Liputan6.com, Jakarta - Kementerian Koperasi dan UKM (KemenKopUKM) menggandeng Asian Development Bank (ADB) dan United Nation Conference on Trade and Development (UNCTAD), untuk menyelenggarakan “trade and entrepreneurship e-course learning”. Pelatihan ini dilakukan untuk meningkatkan implementasi kebijakan berbasis kesetaraan gender di Indonesia.
Sekretaris Kementerian Koperasi dan UKM (SesmenKopUKM) Arif Rahman Hakim mengatakan upaya ini diambil KemenkopUKM untuk mendukung pembangunan dan transformasi ekosistem entrepreneurship, bagi UMKM terutama untuk wirausaha perempuan. Pengembangan program dan kegiatan berbasis kesetaraan gender adalah salah satu prioritas KemenKopUKM.

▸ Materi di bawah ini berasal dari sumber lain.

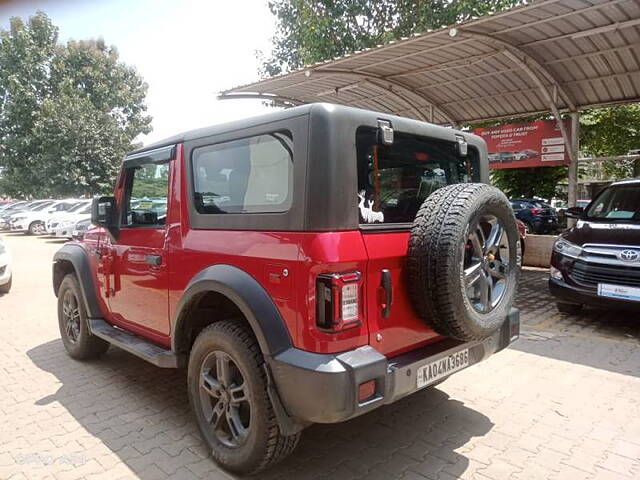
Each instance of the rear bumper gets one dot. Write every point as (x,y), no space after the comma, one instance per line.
(569,294)
(323,388)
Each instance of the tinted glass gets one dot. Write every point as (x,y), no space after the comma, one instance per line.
(252,175)
(621,203)
(147,200)
(394,180)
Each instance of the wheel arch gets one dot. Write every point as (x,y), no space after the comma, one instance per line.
(239,291)
(74,259)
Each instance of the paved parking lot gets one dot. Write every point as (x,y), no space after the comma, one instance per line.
(562,403)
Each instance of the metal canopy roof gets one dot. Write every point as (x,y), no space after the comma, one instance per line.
(549,55)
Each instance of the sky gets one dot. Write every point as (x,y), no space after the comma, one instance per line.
(186,50)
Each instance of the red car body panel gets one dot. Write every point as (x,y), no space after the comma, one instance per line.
(143,298)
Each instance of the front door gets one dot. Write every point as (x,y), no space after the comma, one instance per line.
(138,290)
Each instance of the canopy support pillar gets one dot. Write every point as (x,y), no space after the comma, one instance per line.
(573,165)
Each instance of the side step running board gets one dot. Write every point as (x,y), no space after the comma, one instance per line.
(152,353)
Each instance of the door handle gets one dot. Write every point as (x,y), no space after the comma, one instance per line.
(154,260)
(386,284)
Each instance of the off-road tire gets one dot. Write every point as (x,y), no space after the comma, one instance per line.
(435,255)
(265,445)
(32,228)
(569,308)
(6,288)
(86,345)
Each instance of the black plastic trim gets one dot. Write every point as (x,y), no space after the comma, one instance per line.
(247,294)
(138,346)
(566,293)
(79,258)
(322,388)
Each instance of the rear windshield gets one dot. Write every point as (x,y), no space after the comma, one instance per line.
(617,204)
(394,180)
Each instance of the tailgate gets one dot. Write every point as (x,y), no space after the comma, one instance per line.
(402,329)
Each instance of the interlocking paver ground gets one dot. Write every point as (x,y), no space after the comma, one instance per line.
(562,403)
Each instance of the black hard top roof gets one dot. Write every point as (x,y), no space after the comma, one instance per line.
(286,114)
(228,126)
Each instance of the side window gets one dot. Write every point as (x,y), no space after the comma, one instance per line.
(146,199)
(252,175)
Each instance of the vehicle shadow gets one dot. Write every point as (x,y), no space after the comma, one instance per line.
(604,339)
(141,414)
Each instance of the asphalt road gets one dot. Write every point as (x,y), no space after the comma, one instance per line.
(563,402)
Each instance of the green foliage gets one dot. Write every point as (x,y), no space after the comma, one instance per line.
(612,131)
(313,31)
(68,113)
(529,182)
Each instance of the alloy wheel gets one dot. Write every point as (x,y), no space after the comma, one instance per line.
(71,316)
(486,263)
(225,399)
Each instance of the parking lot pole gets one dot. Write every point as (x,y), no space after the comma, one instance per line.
(573,162)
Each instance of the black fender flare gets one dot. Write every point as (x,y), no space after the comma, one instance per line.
(247,294)
(78,257)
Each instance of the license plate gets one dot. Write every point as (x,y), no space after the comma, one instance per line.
(443,367)
(619,291)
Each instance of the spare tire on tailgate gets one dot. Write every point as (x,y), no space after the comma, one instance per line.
(461,264)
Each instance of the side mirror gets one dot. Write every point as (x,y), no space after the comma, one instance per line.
(104,214)
(574,212)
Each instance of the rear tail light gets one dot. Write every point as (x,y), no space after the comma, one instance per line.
(338,301)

“Selama ini kita telah melihat bahwa Indonesia masih memiliki pekerjaan yang harus diselesaikan dalam mencapai kesetaraan gender. Data dari World Economic Forum pada Global Gender Gap Report 2022, secara umum Indonesia mendapat skor indeks ketimpangan gender 0,697 dan berada di peringkat ke-92 dari 146 negara,” kata Arif Rahman.
Baca Juga
Advertisement
Sedangkan data dari Data United Nations Development Programme (UNDP) menunjukkan Indeks Pemberdayaan Perempuan atau Women’s Empowerment Index (WEI) 2022 menggolongkan Indonesia ke dalam kelompok pemberdayaan perempuan rendah di dunia.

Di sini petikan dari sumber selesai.